The second ground of liability asserted by WCBE against the State defendants is based on the ALJ’s status as a “state designee;” that is, WCBE argues that if the ALJ “violated” the IDEA in her denial of reimbursement to the Fritschles, the state, not the local education agency, should be held liable. This peculiar argument lacks merit.
The IDEA places ultimate responsibility on the state for “assuring that the requirements of [the Act] are carried out.” 20 U.S.C. § 1412(6);
see also
34 C.F.R. § 300.510 n. 1 (“the [state] remains responsible for the final decision on review”). It is evident, therefore, that a state can be “held liable for [its] failure to assure compliance with the IDEA.”
Gadsby v. Grasmick,
109 F.3d 940, 951 (4th Cir.1997).
Gadsby
instructs, however, that a court must “consider the relative responsibility of each agency for
the ultimate failure to provide a child with a FAPE.”
Id.
at 952.
Neither WCBE, nor the Fritschles, allege that the State defendants have failed to assure compliance with the IDEA. Nor is it alleged that the state denied Drew a FAPE in any way; thus, the only basis for state liability would be the independent actions of the impartial ALJ. Consequently, there can be no equitable division of responsibility placed on the State defendants for any alleged IDEA violation.
See also Gordon v.
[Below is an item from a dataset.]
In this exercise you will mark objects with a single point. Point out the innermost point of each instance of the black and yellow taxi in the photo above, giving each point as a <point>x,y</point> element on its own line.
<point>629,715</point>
Board of Educ. of Howard County,
22 F.Supp.2d 499, 500 (D.Md.1998) (dismissing state defendants from IDEA case because they “cannot be held liable for the local board’s alleged violations,” as the plaintiff never informed the state of the school board’s actions, nor was the state involved in the educational dispute in any manner).
But see Mr. X v. New York State Educ. Dept.,
975 F.Supp. 546 (S.D.N.Y.1997) (declining to dismiss state defendants from the case which was challenging the findings of a state review officer).
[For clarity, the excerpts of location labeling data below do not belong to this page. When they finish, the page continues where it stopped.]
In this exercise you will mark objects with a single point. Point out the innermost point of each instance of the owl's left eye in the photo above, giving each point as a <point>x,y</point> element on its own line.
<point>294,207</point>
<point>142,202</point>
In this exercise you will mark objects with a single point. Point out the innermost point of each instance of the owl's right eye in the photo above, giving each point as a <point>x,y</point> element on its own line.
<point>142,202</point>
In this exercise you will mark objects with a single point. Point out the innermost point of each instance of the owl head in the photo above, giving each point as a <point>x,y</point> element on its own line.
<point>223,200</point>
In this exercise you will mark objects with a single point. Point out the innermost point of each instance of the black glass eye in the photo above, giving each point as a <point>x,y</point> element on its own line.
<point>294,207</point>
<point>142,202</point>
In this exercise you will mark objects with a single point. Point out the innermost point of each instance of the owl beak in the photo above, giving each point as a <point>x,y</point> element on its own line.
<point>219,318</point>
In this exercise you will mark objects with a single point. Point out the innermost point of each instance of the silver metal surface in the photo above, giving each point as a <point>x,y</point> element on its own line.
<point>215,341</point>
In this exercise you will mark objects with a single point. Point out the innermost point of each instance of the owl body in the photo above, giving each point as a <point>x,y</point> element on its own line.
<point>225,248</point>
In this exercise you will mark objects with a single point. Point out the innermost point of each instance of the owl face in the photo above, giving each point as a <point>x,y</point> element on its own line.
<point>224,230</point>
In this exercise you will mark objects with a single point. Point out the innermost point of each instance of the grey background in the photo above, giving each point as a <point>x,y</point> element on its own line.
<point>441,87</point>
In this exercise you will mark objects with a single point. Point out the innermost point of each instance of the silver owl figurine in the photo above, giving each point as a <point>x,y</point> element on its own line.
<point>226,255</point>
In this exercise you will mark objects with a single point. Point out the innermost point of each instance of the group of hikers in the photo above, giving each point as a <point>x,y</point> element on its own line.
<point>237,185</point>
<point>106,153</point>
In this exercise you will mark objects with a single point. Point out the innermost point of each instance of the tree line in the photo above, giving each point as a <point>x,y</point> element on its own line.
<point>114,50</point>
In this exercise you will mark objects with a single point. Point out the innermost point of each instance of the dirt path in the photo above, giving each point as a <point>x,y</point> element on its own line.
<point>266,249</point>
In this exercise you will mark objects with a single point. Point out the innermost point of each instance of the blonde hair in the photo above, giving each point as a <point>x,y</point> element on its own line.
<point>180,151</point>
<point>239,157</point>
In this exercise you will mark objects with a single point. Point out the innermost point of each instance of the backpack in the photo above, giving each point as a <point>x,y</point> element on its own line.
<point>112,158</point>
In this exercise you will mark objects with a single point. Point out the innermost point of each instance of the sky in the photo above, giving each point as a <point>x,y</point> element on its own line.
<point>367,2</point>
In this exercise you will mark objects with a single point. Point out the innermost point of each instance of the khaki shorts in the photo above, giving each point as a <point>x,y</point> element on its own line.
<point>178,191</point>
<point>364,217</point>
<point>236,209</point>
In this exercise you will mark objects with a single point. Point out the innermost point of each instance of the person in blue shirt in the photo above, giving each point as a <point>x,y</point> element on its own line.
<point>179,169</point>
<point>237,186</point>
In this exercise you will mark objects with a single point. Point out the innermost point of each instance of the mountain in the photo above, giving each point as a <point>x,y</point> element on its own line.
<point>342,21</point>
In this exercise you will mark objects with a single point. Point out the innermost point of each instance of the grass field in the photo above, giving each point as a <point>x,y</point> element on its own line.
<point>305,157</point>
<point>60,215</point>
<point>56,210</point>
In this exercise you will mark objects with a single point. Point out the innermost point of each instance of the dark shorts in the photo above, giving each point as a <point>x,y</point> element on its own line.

Manifestly, a finding that the ALJ committed errors of law or found facts unsupported by substantial evidence will not impute IDEA liability to the State defendants. Rather, if I am persuaded by plaintiffs to reverse the ALJ’s decision, it will of necessity be based on my conclusion that, giving due weight to the ALJ’s findings, WCBE did not develop an IEP that was reasonably calculated to confer an educational benefit to Drew. Any reversal of the ALJ’s decision will not rest on the fact that the ALJ, as a “state designee,” violated the IDEA and deprived Drew of a FAPE. WCBE does “not argue that the State should have participated [in the administrative proceedings below] under the IDEA nor [does it] allege that the State has committed any IDEA violations. [Thus, the State defendants’] presence in this suit is something of a mystery....”
Sanger v. Montgomery Bd. of Educ.,
916 F.Supp. 518, 518 n. 1 (D.Md.1996) (granting judgment as a matter of law for state defendants on this basis alone). Thus, even assuming that the State defendants could be joined for the first time on an appeal from an administrative proceedings in which they were not joined, because there is no cognizable basis for WCBE to assert liability against the State defendants in this case, and no basis for any amendment has been suggested, I will grant their motion with prejudice.
IV. CONCLUSION
For the reasons stated, the Fritschles’ Motion to Dismiss WCBE’s Counterclaim and the State defendants’ Motion to Dismiss the Third Party Complaint against them shall be granted. An order follows.